Re: Count Without Proc SQL

AllanN · Posted 10-18-2011 09:34 PM

Hi Everyone, first of all sorry about my english.

I need help, i have a large dataset and i need to do some time expensive operations, like count.

Example, in a variable (column) i have products codes (like 1001 1002 1003 1004). I need to count every time each code appears in total (incrementing a variable per example). The question is, i have to do this with a lot of columns, so, i use a lot of proc sql's or i use one proc sql with a large case clause.

Im thinking about to do this in Data Step's (Importing data set using the set command, after this using "if" for filtering, and after incrementing counting variables). Please anyone can tell me how i do this, ou post some documentation?

Thanks is advance.

Doc_Duke · Posted 10-18-2011 10:00 PM

Have you considered using PROC FREQ? That could get you the counts and would do it in one pass of the data. Something like

PROC FREQ DATA=mydata;

TABLES <mycolumn>/NOCUM NOPERCENT;

RUN;

The documentation will give you other options and an explanation of these. If you need to change the format, you could use ODS to output the results into another SAS dataset.

You can also count multiple columns in one pass. The number that you can do without writing temporary files is limited by your platform and memory.

Doc Muhlbaier

Duke

AllanN · Posted 10-18-2011 10:19 PM

Duke, Thx for Quick Reply.

I tried to do my code using proc freq today earlier. But reading the documentation and trying i encountered 2 problems.

1) Imagine the example table:

Product_ID

1001

1002

1003

1002

1004

1001

Suppose that i wanna count records containing just "1001" and "1002" values. When i use PROC FREQ, SAS will count and give me percentage about all records, so, i just wanna catch "1001" "1002" and put count value in new column each one, or put count values in same column.

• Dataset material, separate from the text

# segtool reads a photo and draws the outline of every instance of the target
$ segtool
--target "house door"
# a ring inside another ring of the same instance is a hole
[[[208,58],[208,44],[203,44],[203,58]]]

The second problem that i encountered is about the PROC FREQ concept. The example above works because im using 1 column in tables statement (inside proc freq), if i want to count the others column value (this is what i want) isnt possible (i just read documentation, i dont know if exist other possibilities), PROC FREQ use "crossing tables" concept.

Any other suggestions?

Again, thx for quickly reply.

art297 · Posted 10-18-2011 11:31 PM

Why not use proc transpose to flip the table so that everything is in one column? e.g., take a look at: http://www.ats.ucla.edu/stat/sas/modules/wtol_transpose.htm

Then, you could analyze the entire table with one simple proc freq.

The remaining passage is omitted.